Abstract
Most existing AI learning methods can be categorized into supervised, semi-supervised, and unsupervised methods. These approaches rely on defining empirical risks or losses on the provided labeled and/or unlabeled data. Beyond extracting learning signals from labeled/unlabeled training data, in this talk, I will cover a class of methods that I have been developing for over a decade, which can learn beyond the vocabulary that was trained on and can compose or create novel concepts. Specifically, we address the question of how these AI skills may assist in species discovery, content creation, autonomous agents, emotional health, and beyond. We refer to this class of techniques as imagination AI methods, and we will dive into how we developed several approaches to build machine learning methods that can see, create, drive, and feel. See: recognize unseen visual concepts by imaginative learning signals and how that may extend in a continual setting where seen and unseen classes change dynamically. Create: generate novel art and fashion using creativity losses. Drive: improve trajectory forecasting for autonomous driving by modeling hallucinative driving intents. Feel: generate emotional descriptions of visual art that are metaphoric and go beyond grounded descriptions, and how to build these AI systems to be more inclusive of multiple cultures. We will cover how this class of methods has been revisited with recent advances in LLM that we developed to be computer vision skilled, facilitating a variety of perception and generative visual skills. While going over these aspects, we will point out the potential of this technology and its future research to help develop better assistive technology for a multicultural and more inclusive metaverse, emotional and physical health, species and drug discovery, and AI-assisted neuroscience.
Brief Biography
Mohamed Elhoseiny is an assistant professor of Computer Science at KAUST, and is a senior member honoree of AAAI and IEEE. Previously, he was a visiting Faculty at Stanford Computer Science Department (Oct 2019-March 2020), a Visiting Faculty at Baidu Research (March-October 2019), and a Postdoc researcher at Facebook AI Research (Nov 2016- Jan 2019).
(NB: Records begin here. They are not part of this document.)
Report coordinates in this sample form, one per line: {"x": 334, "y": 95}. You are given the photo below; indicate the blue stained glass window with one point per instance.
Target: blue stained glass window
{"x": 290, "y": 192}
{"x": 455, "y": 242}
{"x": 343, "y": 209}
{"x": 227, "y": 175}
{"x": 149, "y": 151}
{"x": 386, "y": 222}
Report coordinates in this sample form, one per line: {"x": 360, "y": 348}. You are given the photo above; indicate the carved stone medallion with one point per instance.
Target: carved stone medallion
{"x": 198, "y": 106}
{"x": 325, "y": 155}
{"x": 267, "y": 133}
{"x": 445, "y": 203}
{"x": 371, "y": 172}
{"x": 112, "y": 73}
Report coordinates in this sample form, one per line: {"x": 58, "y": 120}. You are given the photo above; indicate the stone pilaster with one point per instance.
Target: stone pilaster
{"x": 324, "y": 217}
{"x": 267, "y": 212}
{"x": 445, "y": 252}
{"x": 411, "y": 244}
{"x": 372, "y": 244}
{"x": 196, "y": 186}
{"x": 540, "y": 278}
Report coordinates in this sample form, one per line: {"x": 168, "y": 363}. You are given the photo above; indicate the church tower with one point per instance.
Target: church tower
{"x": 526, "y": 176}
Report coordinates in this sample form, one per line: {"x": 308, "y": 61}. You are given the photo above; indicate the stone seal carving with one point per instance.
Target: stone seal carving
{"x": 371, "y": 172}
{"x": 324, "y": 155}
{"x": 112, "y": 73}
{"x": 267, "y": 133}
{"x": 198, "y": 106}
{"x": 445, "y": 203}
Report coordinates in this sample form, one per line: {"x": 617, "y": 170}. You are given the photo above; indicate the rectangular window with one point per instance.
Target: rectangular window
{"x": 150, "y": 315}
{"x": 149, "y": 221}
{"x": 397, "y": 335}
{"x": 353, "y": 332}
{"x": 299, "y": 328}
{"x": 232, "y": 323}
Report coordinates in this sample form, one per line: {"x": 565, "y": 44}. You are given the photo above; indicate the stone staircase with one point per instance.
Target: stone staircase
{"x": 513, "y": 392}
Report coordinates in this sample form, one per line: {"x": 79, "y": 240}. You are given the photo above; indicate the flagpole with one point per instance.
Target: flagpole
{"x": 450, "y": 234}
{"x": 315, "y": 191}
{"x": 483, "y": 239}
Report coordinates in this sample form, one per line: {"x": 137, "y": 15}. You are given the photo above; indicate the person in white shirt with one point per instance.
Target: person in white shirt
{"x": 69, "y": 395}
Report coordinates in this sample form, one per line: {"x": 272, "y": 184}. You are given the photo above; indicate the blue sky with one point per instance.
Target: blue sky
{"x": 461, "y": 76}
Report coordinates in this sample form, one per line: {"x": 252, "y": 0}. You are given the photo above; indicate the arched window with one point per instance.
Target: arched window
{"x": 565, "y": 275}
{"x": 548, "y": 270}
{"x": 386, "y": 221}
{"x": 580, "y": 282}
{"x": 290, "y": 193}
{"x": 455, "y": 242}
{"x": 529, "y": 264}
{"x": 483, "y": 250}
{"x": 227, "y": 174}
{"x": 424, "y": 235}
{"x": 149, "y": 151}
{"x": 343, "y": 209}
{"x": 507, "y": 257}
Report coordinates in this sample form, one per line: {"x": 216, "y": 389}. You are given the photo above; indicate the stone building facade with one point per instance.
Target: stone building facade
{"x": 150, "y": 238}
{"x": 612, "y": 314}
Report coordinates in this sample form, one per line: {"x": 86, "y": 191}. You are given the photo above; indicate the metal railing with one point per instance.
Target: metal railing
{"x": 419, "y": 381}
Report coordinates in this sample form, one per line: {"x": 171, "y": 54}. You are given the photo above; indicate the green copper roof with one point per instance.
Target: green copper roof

Dr. Elhoseiny earned his Ph.D. in 2016 from Rutgers University, where he was part of the art & AI lab and spent time at SRI International in 2014 and at Adobe Research (2015-2016). His primary research interest is in computer vision and especially in efficient multimodal learning with limited data in zero/few-shot learning and Vision and language. He is also interested in Affective AI and especially in understanding and generating novel visual content (e.g., art and fashion). He received an NSF Fellowship in 2014, the Doctoral Consortium award at CVPR’16, the Best Paper award at ECCVW’18 on Fashion and Design, and was selected as an MIT 35 under 35 semi-finalist in 2020. His zero-shot learning work was featured at the United Nations, and his creative AI work was featured in MIT Tech Review, New Scientist Magazine, Forbes Science, and HBO Silicon Valley. He has served as an Area Chair at major CV/AI conferences, including CVPR21, ICCV21, IJCAI22, ECCV22, ICLR23, CVPR23, ICCV'23, NeurIPS23, ICLR'24, CVPR'24,, SG Asia'24 and has organized Closing the Loop Between Vision and Language workshops at ICCV’15, ICCV’17, ICCV’19, ICCV’21, ICCV'23.